Talk about devotion, as Jesus himself said, “Greater love has no one than this, that someone lays down his life for his friends.” (John 15:13, ESV)  You’ve maybe heard the saying that even though Jesus was nailed to the cross, the nails didn’t hold him there, it was love that did.  It was His devotion.  You were his compelling motive attached to an objective.  He selflessly stayed on the cross to take away your sin of selfishness.  His blood washes you from the stain of selfish neglect.  His blood makes you clean again and acceptable to God the Father.  Living Under the Cross means living in that forgiveness given to us by faith in Jesus.  That forgiveness empowers us to work at being devoted to each other, just as Jesus is devoted to us.
And how does it look in our families?  It shows up because Under the Cross we have been made new creatures.  That means that a saint resides in there with that sinner.  Our devotion is a reflection of Jesus who promises to be with us through the Holy Spirit.  Doing the right thing happens, because that’s what “saints” of God do.  
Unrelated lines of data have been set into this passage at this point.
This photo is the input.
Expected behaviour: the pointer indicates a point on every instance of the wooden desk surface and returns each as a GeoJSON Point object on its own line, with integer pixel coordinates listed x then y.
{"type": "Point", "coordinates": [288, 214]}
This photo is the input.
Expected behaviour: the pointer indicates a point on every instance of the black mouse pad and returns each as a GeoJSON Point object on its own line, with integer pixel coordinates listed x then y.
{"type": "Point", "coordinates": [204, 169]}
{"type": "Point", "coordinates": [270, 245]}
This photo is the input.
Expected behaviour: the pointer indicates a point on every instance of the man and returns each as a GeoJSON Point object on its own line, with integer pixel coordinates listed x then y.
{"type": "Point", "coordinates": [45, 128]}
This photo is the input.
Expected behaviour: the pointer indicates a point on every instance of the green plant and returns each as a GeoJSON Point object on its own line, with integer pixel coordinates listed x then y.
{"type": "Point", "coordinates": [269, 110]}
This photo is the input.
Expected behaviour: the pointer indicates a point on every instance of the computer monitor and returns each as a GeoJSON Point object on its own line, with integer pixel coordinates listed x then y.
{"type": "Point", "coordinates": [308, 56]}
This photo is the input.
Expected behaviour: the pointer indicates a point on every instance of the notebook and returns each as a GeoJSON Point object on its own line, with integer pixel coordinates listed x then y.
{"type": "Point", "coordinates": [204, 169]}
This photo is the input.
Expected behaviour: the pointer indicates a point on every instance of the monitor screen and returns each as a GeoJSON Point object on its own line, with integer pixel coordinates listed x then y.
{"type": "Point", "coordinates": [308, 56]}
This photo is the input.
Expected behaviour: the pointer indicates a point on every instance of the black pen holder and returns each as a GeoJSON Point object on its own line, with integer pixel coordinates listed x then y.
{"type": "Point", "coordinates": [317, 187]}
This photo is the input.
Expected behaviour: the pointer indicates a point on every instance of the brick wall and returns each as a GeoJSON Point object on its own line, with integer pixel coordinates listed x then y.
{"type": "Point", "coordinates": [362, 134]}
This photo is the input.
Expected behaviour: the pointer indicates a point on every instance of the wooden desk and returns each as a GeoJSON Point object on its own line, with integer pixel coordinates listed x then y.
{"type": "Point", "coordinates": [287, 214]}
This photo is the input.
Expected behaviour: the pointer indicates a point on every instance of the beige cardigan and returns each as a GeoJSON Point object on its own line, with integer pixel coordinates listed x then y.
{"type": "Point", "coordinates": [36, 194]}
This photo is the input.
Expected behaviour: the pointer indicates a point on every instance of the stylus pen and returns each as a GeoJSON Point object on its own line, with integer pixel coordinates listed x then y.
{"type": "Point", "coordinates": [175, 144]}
Christ’s love and forgiveness can even help families after a divorce build new lives together.  Christ’s love and forgiveness can help a husband and wife lay aside the hurt caused by being pushed apart and find time to be together.  I love the quote from Luther, “Let a wife make his husband be glad to come home, and let the husband make her sorry he must leave again.”  Christ’s love and forgiveness helps us to deal with our children with their best interests at heart.  Finding time, in quantity, to make happy memories that are carried into how they will deal with their children.  Christ’s love and forgiveness helps us to make the sacrifices we need to make to care for each other, weather that’s caring for children or caring for aging parents. Christ’s love and forgiveness helps us to be devoted to each other even when time is against us, when it’s inconvenient.  
That’s life for Families Under the Cross.  We can be devoted to each other because Jesus is devoted to us.  It’s hard work, we are still trouble by sin.  But, Jesus takes care of our sin on the cross.  So we are able to be devoted to each other as Families Under the Cross.  Amen.
The peace of God that passes all understanding keep your hearts and minds in Christ Jesus. Amen.